Bitbucket Pipelines

Bootstrap an ephemeral machine inside your Bitbucket Pipelines run and pull SikkerKey secrets as environment variables at runtime.

SikkerKey integrates with Bitbucket Pipelines through a pipeline-time bootstrap. The dashboard generates a shell script and a bitbucket-pipelines.yml snippet that you commit to your repository. At runtime, the script registers an ephemeral machine bound to an enrollment token's policy, fetches the granted secrets, and exposes them as environment variables for subsequent pipeline steps.

Prerequisites

  • An enrollment token scoped to the projects and secrets your pipeline needs
  • Admin access to the target Bitbucket repository (required to add repository variables)
  • A pipeline image with curl and npm available (node:20, atlassian/default-image:4, etc.)

1. Add the enrollment token to Bitbucket

Copy the enrollment token plaintext. The plaintext is shown only once at creation; if you've lost it, revoke the token and create a new one.

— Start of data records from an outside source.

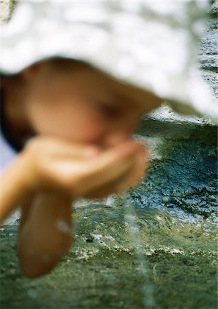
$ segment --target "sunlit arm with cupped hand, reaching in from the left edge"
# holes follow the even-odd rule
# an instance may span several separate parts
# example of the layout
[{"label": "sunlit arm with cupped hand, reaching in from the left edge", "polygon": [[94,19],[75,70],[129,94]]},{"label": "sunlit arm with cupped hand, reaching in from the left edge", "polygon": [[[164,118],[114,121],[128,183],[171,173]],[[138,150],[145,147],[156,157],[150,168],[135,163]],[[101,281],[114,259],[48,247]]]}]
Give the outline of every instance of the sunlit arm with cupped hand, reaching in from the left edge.
[{"label": "sunlit arm with cupped hand, reaching in from the left edge", "polygon": [[[133,141],[104,152],[93,146],[71,144],[50,137],[36,137],[8,166],[1,179],[0,218],[38,191],[56,191],[71,198],[92,196],[104,187],[104,195],[119,192],[140,179],[144,165],[131,176],[138,156],[145,150]],[[125,178],[128,175],[128,182]]]}]

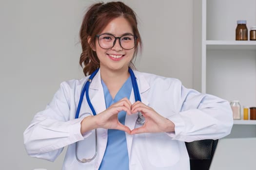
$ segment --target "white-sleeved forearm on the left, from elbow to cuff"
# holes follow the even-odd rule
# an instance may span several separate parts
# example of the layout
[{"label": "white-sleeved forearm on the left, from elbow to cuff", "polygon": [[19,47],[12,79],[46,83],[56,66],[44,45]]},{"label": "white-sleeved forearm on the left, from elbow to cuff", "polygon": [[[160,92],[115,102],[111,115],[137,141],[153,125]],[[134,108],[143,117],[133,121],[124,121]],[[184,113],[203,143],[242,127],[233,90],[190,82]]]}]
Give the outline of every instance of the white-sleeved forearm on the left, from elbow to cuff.
[{"label": "white-sleeved forearm on the left, from elbow to cuff", "polygon": [[40,116],[34,119],[24,132],[24,145],[30,155],[58,150],[82,140],[80,121],[74,119],[66,122],[47,119]]}]

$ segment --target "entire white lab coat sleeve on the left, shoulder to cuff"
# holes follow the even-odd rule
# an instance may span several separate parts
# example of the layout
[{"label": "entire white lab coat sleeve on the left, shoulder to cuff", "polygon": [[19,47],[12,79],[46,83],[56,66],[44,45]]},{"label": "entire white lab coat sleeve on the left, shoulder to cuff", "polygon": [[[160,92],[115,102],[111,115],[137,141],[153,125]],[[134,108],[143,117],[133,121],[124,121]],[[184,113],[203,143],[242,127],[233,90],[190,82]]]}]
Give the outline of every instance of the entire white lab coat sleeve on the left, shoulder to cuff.
[{"label": "entire white lab coat sleeve on the left, shoulder to cuff", "polygon": [[[80,133],[80,122],[83,118],[70,120],[70,99],[72,93],[64,82],[54,95],[46,109],[36,114],[28,128],[24,131],[24,145],[27,153],[54,161],[63,147],[84,139]],[[74,94],[74,92],[73,92]]]}]

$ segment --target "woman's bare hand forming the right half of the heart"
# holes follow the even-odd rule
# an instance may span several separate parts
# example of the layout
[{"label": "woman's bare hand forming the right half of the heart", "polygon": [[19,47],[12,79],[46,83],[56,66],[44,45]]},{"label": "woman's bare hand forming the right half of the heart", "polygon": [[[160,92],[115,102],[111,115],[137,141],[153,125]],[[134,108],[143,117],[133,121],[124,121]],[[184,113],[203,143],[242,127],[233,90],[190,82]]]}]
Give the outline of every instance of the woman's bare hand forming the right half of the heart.
[{"label": "woman's bare hand forming the right half of the heart", "polygon": [[145,123],[139,128],[133,129],[131,135],[140,133],[174,132],[174,123],[159,115],[153,108],[142,102],[135,102],[131,107],[132,114],[141,112],[145,118]]}]

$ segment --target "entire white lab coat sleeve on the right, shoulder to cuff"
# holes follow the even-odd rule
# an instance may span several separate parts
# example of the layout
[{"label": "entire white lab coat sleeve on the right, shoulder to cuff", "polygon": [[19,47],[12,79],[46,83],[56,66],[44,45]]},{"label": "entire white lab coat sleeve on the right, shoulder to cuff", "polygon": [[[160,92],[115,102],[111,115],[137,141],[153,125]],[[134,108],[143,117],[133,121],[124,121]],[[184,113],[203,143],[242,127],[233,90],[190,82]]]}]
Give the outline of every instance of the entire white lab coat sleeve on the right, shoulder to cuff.
[{"label": "entire white lab coat sleeve on the right, shoulder to cuff", "polygon": [[177,114],[168,117],[175,124],[175,132],[168,133],[175,140],[191,142],[218,139],[230,134],[233,114],[229,102],[209,94],[201,94],[184,86],[175,87]]}]

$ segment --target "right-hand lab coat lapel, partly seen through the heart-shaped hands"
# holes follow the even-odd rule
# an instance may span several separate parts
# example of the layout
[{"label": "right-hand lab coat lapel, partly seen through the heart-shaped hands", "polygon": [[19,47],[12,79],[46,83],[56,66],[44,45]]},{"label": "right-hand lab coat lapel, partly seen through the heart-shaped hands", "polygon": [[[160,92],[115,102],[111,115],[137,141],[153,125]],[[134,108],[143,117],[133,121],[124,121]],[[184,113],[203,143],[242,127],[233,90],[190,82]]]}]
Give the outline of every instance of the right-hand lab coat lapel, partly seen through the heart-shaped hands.
[{"label": "right-hand lab coat lapel, partly seen through the heart-shaped hands", "polygon": [[[137,71],[134,71],[134,73],[135,73],[135,77],[137,78],[138,90],[139,90],[139,93],[140,93],[141,102],[148,105],[149,102],[148,102],[147,97],[146,97],[146,91],[150,88],[150,86],[149,86],[149,84],[146,81],[144,76],[142,76]],[[131,92],[130,102],[132,104],[136,102],[133,90]],[[129,127],[131,130],[133,130],[135,128],[137,118],[138,118],[138,114],[133,114],[131,116],[126,116],[125,125],[127,127]],[[131,156],[131,149],[132,149],[133,135],[126,134],[126,141],[127,141],[128,155],[130,157]]]}]

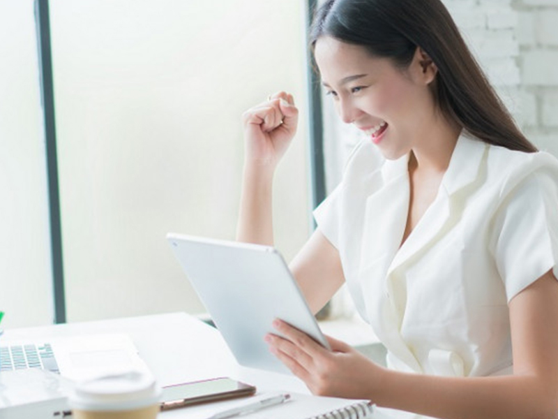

In your Bitbucket repository:

Repository settings → Pipelines → Repository variables → Add variable

Set the name to SIKKERKEY_ENROLLMENT_TOKEN and paste the plaintext as the value. Mark the variable as Secured so Bitbucket masks it in pipeline logs and stores it encrypted at rest.

2. Generate the bootstrap script

In the SikkerKey dashboard, go to Integrations and click Build on the Bitbucket Pipelines row. Paste the same enrollment token plaintext into the modal. SikkerKey verifies it server-side and renders two files:

  • sikkerkey-init.sh: the bootstrap script. Commit it at the root of your repository.
  • bitbucket-pipelines.yml snippet: the pipeline configuration. Paste the relevant pieces into your existing bitbucket-pipelines.yml (or create a new one).

3. Use it in your pipeline

The full shape of a step that uses SikkerKey looks like this:

pipelines:
  default:
    - step:
        name: Deploy
        image: node:20
        script:
          - sh ./sikkerkey-init.sh
          - ./your-deploy-command.sh

SIKKERKEY_ENROLLMENT_TOKEN is injected automatically by Bitbucket from the repository variable you added above. After the bootstrap line runs, every command in the same step sees the granted secrets as environment variables.

What happens at runtime

  1. The script reads SIKKERKEY_ENROLLMENT_TOKEN from the step environment.
  2. It calls the SikkerKey enrollment endpoint, which generates a one-time Ed25519 keypair on the runner and registers an ephemeral machine bound to the token's policy.
  3. It installs the SikkerKey CLI via npm.
  4. It unlocks each project the token grants.
  5. It exports the granted secrets and prepends them to the step's environment for the remainder of the step.

Multiple steps

Each Bitbucket Pipelines step runs on a fresh container. If you have multiple steps that need secrets, add the bootstrap line to each. Every step produces its own ephemeral machine that disappears when the container is torn down.

Security model

  • Scoped token. The enrollment token can only register machines bound to its configured policy: projects, secrets, source CIDR, hostname pattern, machine TTL, and max uses. It cannot read secrets directly.
  • Ephemeral machine. Each pipeline step produces a unique machine identity, generated on the runner. The private key lives only in the runner's filesystem and is gone when the container is torn down.
  • Hash-only storage. SikkerKey stores only the SHA-256 hash of the enrollment token. The plaintext lives in Bitbucket's encrypted secured-variable store and is never sent back to you through SikkerKey.
  • Audit trail. Every enrollment, every secret read, and every machine action is recorded in your audit log, attributed to the parent token along with the runner's IP and timestamp.

Troubleshooting

./sikkerkey-init.sh: Permission denied. The committed script doesn't have the execute bit. The generated snippet invokes the script via sh ./sikkerkey-init.sh, which doesn't require it. If you've modified the snippet to drop the sh prefix, restore it.

Enrollment token not found (404). The plaintext you pasted into the dashboard modal doesn't match any token in your account. The plaintext is shown only once at creation. If you've lost it, revoke the token and create a new one.

Token has been revoked / expired / no remaining enrollments (410). The token can no longer enroll machines. Create a new token from Enrollment Tokens, regenerate the script, replace the SIKKERKEY_ENROLLMENT_TOKEN value in your repository variables, and re-run the pipeline.

Variable not visible to the script. Secured variables in Bitbucket are not propagated to pipelines triggered by external pull requests by default. Configure the trigger appropriately or invoke the pipeline from a branch in the same repository.